Online Dictionary says, "1. a person whose enthusiasm or zeal for something is extreme or beyond normal limits
2. Informal a person devoted to a particular hobby or pastime; fan a jazz fanatic
a variant of fanatical
[from Latin fānāticus belonging to a temple, hence, inspired by a god, frenzied, from fānum temple]"
So no wonder it felt like synagogue. Conversation during the celebration. Action on the ground that didn't involve me, so we ate, talked, drank, carried on. Without interrupting the action. And when it was required we stopped and joined in with the celebration, the cheering, the noisemaking, and the like.
What is it about which you are fanatical today? Your football team, your car wash, your new hairdo?
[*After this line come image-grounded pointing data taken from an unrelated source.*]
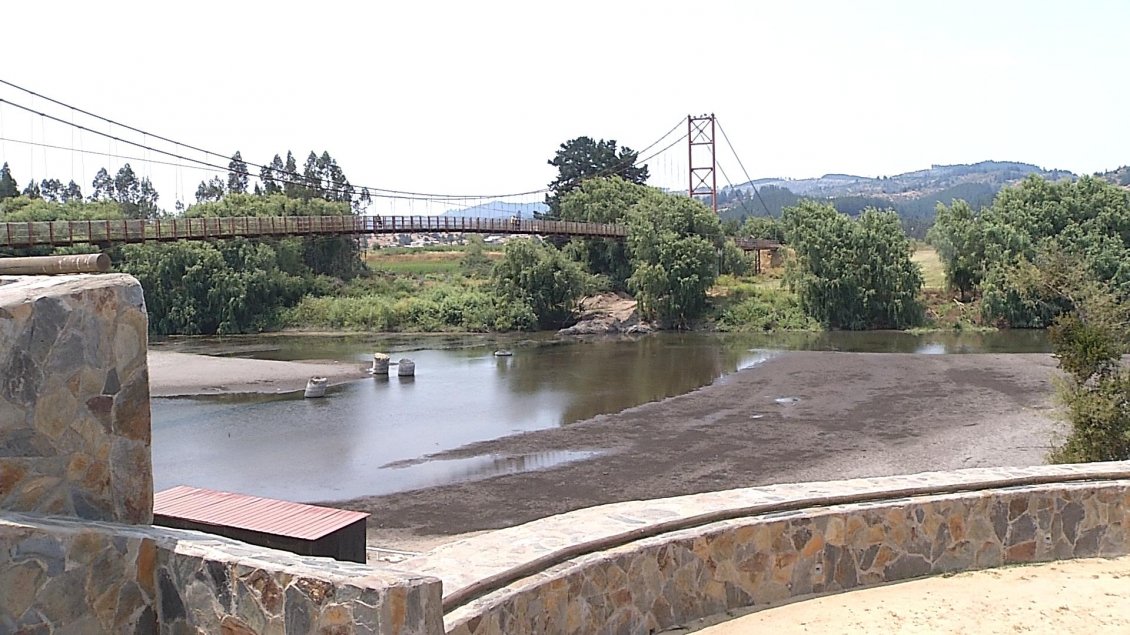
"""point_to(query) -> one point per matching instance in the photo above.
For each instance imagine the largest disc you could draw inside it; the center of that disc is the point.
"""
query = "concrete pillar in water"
(380, 364)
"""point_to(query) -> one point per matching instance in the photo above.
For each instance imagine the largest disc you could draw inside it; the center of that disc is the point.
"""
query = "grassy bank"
(414, 289)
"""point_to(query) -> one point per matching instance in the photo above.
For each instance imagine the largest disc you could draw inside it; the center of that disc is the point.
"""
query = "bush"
(766, 311)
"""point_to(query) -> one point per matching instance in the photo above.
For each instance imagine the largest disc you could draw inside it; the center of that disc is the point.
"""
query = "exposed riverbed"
(383, 435)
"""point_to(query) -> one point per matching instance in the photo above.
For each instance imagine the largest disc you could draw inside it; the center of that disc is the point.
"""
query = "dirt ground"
(1075, 597)
(800, 416)
(175, 374)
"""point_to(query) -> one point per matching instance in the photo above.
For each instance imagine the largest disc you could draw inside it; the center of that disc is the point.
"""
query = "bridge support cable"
(742, 166)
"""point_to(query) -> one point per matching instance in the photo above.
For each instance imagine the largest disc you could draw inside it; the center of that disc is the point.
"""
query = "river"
(367, 437)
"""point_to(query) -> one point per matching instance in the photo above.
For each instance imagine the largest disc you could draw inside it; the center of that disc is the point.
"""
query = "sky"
(472, 98)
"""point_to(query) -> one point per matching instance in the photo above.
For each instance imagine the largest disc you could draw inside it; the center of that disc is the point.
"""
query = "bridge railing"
(36, 233)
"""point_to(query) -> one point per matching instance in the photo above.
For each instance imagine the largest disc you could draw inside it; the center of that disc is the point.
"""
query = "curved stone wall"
(77, 553)
(806, 547)
(75, 398)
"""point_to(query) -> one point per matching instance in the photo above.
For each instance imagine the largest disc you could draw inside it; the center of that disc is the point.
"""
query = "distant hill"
(500, 209)
(913, 194)
(1119, 175)
(911, 184)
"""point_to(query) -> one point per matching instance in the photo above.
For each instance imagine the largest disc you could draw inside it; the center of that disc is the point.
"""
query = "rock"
(607, 314)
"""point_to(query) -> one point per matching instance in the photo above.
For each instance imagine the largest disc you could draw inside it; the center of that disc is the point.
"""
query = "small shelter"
(309, 530)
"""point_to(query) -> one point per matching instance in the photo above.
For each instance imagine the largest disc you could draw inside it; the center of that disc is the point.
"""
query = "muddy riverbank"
(800, 416)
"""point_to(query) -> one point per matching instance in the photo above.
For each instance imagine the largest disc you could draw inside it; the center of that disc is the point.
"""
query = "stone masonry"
(78, 553)
(75, 398)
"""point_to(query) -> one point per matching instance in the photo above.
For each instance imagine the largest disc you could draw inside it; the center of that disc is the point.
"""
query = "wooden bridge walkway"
(62, 233)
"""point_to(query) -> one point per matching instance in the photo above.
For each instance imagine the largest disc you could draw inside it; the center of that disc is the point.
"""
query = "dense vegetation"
(994, 253)
(852, 273)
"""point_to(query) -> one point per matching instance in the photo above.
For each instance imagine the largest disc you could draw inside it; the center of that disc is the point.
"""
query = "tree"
(8, 186)
(292, 186)
(237, 175)
(581, 158)
(961, 246)
(475, 262)
(852, 273)
(541, 277)
(672, 244)
(52, 190)
(211, 190)
(1088, 218)
(602, 200)
(272, 176)
(136, 196)
(1088, 338)
(763, 227)
(72, 192)
(103, 186)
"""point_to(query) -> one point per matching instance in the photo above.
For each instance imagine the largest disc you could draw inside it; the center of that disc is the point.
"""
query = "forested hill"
(1119, 176)
(912, 184)
(913, 194)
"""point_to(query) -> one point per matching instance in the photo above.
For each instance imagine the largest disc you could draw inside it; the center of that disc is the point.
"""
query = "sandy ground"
(842, 416)
(800, 416)
(1077, 597)
(853, 415)
(177, 374)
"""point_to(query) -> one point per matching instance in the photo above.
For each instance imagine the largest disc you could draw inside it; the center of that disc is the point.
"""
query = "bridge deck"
(61, 233)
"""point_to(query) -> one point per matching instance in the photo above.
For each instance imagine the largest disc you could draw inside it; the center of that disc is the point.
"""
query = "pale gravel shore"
(182, 374)
(1066, 598)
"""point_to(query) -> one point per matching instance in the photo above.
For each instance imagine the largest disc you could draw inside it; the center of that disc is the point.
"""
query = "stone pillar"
(75, 426)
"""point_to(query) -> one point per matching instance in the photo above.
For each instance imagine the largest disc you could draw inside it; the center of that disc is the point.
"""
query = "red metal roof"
(266, 515)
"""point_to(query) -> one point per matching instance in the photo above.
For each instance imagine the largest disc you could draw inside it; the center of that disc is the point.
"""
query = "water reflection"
(349, 443)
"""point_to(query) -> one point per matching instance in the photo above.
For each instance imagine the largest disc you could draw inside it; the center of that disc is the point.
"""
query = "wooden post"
(51, 264)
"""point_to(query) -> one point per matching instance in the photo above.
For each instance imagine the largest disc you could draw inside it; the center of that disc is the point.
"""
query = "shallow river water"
(368, 437)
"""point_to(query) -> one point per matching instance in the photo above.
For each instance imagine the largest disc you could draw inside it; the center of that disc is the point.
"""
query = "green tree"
(1088, 218)
(1088, 337)
(541, 277)
(763, 227)
(210, 191)
(206, 288)
(582, 158)
(475, 262)
(8, 186)
(272, 176)
(338, 257)
(852, 273)
(602, 200)
(672, 248)
(237, 175)
(135, 196)
(956, 234)
(292, 183)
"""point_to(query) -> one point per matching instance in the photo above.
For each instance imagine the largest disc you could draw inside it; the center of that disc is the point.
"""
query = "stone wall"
(61, 575)
(75, 398)
(77, 551)
(789, 549)
(78, 554)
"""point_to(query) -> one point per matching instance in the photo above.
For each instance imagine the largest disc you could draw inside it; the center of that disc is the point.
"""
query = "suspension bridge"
(702, 170)
(104, 233)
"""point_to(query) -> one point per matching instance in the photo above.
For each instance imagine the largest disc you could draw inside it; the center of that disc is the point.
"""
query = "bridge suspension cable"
(748, 180)
(281, 175)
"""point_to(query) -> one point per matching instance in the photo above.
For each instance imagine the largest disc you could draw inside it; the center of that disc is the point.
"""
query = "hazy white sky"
(474, 97)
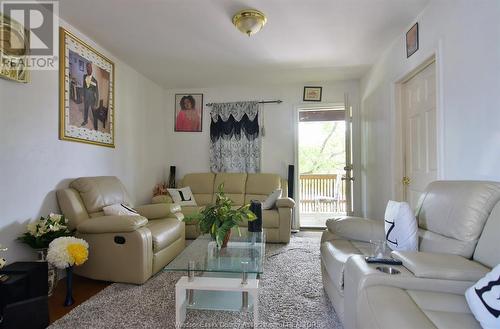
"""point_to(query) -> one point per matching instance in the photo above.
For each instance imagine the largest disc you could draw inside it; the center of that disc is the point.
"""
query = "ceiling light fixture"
(249, 21)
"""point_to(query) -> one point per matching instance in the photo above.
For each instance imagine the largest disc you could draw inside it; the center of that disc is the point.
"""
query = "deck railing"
(322, 193)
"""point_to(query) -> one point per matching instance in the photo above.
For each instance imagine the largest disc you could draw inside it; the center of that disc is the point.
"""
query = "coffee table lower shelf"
(216, 292)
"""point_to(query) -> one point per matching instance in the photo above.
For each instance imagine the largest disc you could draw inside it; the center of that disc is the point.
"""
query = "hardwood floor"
(83, 289)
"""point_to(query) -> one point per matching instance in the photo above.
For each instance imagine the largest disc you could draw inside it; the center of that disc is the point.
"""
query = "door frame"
(398, 147)
(356, 191)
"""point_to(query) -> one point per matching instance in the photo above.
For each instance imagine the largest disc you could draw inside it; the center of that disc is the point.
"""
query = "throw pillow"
(270, 201)
(484, 301)
(120, 209)
(401, 228)
(182, 196)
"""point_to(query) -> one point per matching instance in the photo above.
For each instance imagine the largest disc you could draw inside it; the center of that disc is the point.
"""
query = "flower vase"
(52, 272)
(226, 239)
(69, 287)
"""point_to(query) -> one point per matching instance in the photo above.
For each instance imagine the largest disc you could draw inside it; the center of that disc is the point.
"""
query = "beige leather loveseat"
(459, 230)
(121, 248)
(241, 188)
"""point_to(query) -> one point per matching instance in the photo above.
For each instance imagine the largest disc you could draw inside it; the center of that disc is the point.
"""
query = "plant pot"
(226, 239)
(53, 273)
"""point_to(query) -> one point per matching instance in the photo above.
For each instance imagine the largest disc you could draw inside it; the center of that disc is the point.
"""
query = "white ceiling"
(193, 44)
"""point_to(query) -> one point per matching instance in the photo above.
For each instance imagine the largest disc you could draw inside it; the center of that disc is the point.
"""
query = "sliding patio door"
(324, 177)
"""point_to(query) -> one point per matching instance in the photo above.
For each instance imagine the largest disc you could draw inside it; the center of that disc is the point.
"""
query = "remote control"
(388, 261)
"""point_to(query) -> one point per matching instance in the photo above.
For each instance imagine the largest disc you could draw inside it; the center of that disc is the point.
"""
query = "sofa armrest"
(441, 266)
(162, 199)
(112, 224)
(356, 228)
(159, 210)
(285, 203)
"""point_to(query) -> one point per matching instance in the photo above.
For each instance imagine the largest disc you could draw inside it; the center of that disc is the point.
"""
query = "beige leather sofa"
(121, 248)
(241, 188)
(459, 225)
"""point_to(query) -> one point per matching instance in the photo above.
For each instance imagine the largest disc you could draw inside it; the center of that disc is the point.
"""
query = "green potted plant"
(218, 219)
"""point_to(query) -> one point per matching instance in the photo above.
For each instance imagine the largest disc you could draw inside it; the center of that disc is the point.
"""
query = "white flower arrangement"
(2, 260)
(41, 232)
(67, 251)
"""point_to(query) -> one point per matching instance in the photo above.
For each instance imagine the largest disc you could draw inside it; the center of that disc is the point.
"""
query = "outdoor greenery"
(321, 147)
(218, 219)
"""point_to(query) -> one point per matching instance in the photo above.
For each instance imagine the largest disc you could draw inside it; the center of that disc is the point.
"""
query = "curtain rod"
(261, 102)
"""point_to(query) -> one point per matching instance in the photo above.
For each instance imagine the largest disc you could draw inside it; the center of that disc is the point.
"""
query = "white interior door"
(419, 129)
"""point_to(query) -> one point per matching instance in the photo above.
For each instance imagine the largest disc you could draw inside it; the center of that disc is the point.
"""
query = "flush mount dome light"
(249, 21)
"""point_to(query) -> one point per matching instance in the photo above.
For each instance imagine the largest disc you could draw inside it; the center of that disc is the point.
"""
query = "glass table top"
(243, 253)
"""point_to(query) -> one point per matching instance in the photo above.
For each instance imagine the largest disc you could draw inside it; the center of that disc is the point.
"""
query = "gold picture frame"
(14, 60)
(312, 94)
(86, 98)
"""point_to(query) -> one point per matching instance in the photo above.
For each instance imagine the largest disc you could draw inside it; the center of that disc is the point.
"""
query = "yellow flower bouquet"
(64, 253)
(68, 251)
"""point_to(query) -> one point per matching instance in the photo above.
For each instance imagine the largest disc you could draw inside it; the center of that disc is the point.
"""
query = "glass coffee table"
(227, 279)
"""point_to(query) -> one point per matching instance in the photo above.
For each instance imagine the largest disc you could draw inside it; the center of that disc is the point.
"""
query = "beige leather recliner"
(451, 216)
(121, 248)
(241, 188)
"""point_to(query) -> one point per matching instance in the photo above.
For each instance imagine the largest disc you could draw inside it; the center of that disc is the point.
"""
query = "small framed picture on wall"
(312, 94)
(412, 40)
(188, 112)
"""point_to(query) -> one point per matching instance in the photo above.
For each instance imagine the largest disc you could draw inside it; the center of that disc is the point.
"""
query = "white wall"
(190, 151)
(34, 162)
(465, 34)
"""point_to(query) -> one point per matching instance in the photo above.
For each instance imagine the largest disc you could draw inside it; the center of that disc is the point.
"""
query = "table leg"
(180, 306)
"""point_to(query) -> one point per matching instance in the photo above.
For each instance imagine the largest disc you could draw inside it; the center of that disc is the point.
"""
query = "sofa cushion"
(189, 210)
(183, 196)
(262, 184)
(164, 232)
(202, 186)
(401, 230)
(483, 299)
(234, 186)
(98, 192)
(457, 209)
(487, 247)
(433, 265)
(270, 201)
(390, 307)
(270, 219)
(119, 209)
(335, 254)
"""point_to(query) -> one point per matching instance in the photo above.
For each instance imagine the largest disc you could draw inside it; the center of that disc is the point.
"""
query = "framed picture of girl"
(188, 112)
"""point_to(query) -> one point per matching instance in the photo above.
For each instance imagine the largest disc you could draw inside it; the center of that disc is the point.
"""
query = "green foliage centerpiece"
(218, 219)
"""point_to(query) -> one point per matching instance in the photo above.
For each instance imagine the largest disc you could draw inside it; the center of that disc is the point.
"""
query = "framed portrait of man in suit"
(86, 93)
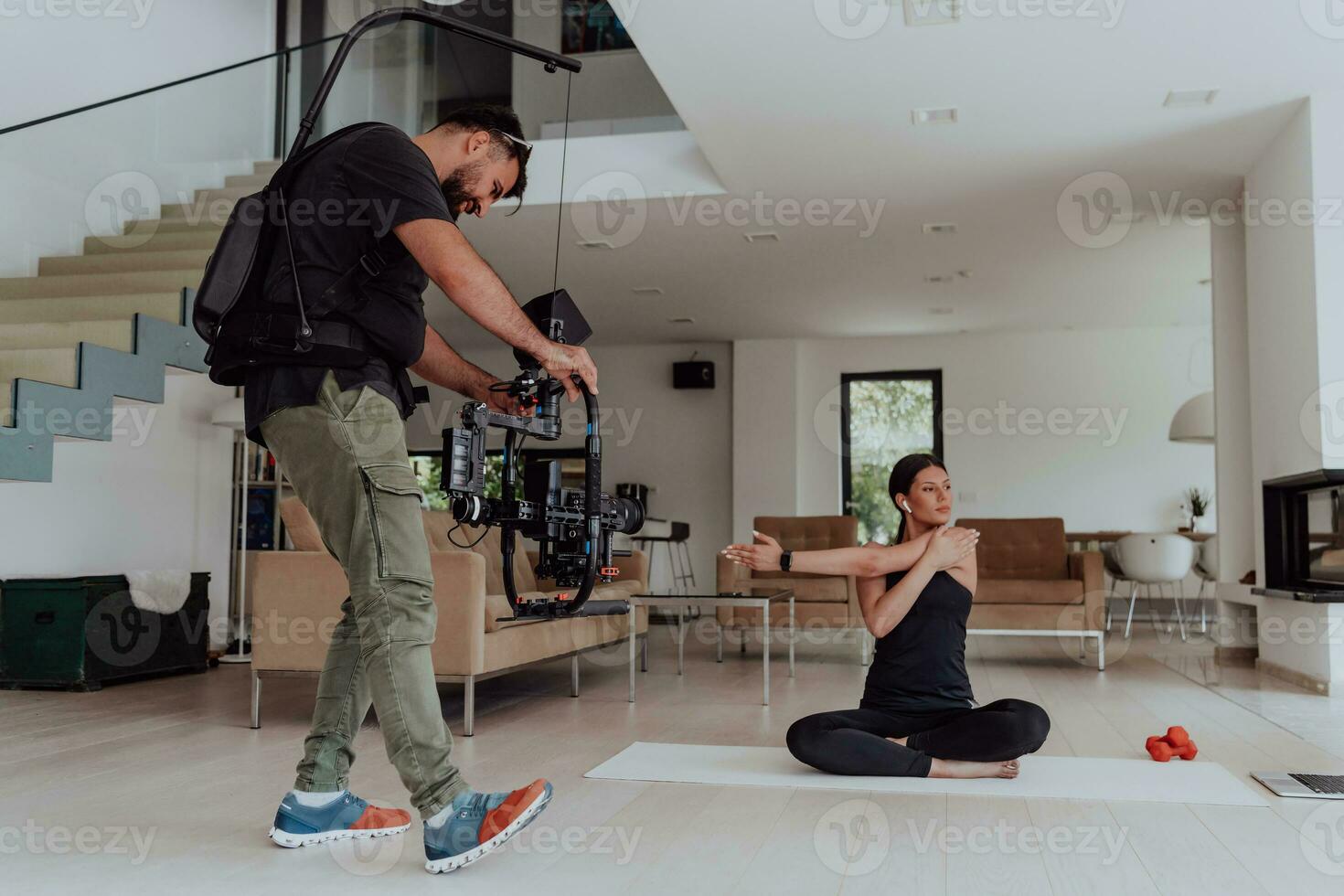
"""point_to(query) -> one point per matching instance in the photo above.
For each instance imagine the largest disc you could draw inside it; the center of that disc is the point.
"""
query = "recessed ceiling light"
(1191, 98)
(933, 12)
(946, 116)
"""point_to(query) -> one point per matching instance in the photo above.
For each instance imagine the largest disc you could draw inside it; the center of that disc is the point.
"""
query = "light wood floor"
(175, 763)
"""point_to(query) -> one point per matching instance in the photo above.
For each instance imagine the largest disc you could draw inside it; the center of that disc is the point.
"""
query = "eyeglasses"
(514, 140)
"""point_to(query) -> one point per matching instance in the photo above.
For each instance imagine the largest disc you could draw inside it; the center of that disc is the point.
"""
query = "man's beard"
(454, 188)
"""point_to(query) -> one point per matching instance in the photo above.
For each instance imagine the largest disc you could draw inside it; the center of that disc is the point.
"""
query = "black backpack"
(229, 312)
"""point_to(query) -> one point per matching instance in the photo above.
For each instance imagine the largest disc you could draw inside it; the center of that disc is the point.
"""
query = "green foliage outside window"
(887, 421)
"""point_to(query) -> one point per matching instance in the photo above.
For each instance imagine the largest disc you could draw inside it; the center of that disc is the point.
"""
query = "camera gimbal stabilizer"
(572, 526)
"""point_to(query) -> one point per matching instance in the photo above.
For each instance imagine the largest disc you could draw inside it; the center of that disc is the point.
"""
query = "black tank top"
(921, 664)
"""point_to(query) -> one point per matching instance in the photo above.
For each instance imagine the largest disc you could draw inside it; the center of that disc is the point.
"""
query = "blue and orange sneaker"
(347, 817)
(480, 824)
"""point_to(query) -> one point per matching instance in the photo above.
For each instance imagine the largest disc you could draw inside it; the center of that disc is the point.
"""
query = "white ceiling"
(784, 108)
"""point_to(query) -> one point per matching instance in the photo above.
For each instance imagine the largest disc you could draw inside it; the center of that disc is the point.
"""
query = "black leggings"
(854, 741)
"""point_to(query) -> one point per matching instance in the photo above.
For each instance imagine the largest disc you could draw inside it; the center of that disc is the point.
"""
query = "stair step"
(251, 182)
(163, 305)
(159, 242)
(223, 194)
(109, 283)
(113, 334)
(157, 226)
(214, 211)
(113, 262)
(57, 366)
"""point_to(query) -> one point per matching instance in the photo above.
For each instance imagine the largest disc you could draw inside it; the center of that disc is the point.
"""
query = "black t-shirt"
(340, 203)
(921, 664)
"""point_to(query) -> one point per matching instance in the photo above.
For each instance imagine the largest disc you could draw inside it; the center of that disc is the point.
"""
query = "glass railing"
(128, 169)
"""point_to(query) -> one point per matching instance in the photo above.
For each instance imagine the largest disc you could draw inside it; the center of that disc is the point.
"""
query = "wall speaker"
(692, 375)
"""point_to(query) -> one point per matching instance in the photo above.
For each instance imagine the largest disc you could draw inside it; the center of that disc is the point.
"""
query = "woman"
(917, 716)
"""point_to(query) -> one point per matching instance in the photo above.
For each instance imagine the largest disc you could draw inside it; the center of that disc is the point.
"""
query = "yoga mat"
(1040, 776)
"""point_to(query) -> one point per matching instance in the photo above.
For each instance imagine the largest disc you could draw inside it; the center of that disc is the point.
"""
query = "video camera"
(572, 526)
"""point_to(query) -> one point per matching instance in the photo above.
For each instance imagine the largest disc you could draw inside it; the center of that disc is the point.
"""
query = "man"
(339, 435)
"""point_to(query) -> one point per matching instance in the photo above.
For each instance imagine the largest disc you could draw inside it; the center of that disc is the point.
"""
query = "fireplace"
(1304, 543)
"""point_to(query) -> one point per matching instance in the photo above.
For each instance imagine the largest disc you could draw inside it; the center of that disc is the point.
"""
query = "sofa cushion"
(496, 604)
(532, 641)
(1026, 549)
(1029, 592)
(300, 526)
(437, 523)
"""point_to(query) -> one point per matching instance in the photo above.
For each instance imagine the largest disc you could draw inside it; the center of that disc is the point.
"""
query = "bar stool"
(1206, 567)
(1155, 559)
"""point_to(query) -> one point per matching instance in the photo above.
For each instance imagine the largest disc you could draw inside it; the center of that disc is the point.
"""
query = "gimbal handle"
(592, 503)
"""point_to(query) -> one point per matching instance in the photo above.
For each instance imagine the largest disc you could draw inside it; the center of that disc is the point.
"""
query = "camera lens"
(629, 515)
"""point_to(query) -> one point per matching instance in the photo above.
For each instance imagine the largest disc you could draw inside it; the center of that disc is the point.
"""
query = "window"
(592, 26)
(883, 417)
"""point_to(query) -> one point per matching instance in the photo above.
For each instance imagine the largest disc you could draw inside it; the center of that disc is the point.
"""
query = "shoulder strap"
(386, 252)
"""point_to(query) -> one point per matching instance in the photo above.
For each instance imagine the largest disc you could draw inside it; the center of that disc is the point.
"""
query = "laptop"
(1293, 784)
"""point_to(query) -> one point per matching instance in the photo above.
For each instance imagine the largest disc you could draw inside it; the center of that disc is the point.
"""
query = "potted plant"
(1195, 507)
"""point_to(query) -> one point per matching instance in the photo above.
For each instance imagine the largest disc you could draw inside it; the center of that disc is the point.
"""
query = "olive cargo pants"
(347, 460)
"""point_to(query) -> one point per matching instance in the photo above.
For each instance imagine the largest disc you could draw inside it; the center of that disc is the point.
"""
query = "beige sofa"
(820, 601)
(1031, 584)
(296, 595)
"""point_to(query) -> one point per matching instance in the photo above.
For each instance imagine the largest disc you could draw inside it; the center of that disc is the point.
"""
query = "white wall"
(89, 172)
(156, 497)
(1232, 404)
(677, 441)
(1124, 475)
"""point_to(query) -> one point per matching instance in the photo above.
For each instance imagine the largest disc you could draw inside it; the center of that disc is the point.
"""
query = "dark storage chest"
(82, 633)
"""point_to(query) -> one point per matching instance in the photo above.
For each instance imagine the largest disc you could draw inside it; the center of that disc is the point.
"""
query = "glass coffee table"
(750, 598)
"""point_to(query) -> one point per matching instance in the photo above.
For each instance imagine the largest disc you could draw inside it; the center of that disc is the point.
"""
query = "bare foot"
(957, 769)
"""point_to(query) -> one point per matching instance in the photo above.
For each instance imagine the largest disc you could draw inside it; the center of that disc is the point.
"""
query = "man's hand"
(560, 360)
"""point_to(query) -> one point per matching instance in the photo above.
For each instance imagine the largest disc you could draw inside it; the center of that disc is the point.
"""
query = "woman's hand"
(951, 546)
(763, 558)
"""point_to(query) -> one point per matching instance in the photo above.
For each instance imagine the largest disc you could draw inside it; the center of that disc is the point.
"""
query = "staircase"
(102, 325)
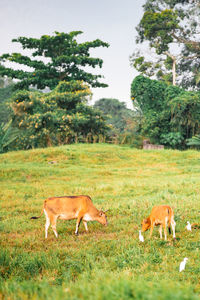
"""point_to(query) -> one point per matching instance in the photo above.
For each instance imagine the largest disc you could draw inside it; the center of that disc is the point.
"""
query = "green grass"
(108, 262)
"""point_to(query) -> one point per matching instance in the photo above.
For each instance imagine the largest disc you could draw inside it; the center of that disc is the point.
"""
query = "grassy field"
(108, 262)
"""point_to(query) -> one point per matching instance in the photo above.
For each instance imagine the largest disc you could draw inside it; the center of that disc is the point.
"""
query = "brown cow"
(160, 215)
(68, 208)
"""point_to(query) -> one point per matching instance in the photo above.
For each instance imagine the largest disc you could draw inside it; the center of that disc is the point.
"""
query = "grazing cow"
(68, 208)
(160, 215)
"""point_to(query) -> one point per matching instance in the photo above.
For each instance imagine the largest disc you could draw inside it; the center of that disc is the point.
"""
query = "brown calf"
(68, 208)
(160, 215)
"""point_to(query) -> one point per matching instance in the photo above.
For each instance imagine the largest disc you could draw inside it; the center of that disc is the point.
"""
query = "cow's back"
(161, 211)
(67, 204)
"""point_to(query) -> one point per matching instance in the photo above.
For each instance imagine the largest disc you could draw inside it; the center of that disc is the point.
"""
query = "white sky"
(112, 21)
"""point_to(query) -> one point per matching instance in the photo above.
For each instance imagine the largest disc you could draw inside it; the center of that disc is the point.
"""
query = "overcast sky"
(112, 21)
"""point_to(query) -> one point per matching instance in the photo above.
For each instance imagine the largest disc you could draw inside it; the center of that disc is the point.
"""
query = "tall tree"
(168, 29)
(54, 58)
(58, 117)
Is it time to yell at referees because you don't agree with them or time to adjust your interest level to moderation?
I'm not against wearing red and white, or having a mug with the team logo on it. But painting your face, or getting a permanent tattoo of your team's mascot-- that' s a bit much. Maybe some think I'm fanatical about my love for God and His plans for our lives.
That's fair enough.
I have been to his temple and found him there. I have devoted my life to his service and want to live for him. He forgave my sins and gave me new life. I am his. That warrants cheering for his side, being a fan and liking him on Facebook and in real life.
I'm no longer an unhappy fan. I remember the words of Stuart Briscoe, some 40 years ago in Pennsylvania at Jesus '73. He said, "Happiness is when your happenings happen to happen the way you want them to happen." But he contrasted it with joy, which is based on God's doings and not our happenings. Clever man.
Jesus doesn't really want fans anyway; he wants loyal friends. And brothers. (Since he's the judge you will always be treated fairly, too. Double bonus!)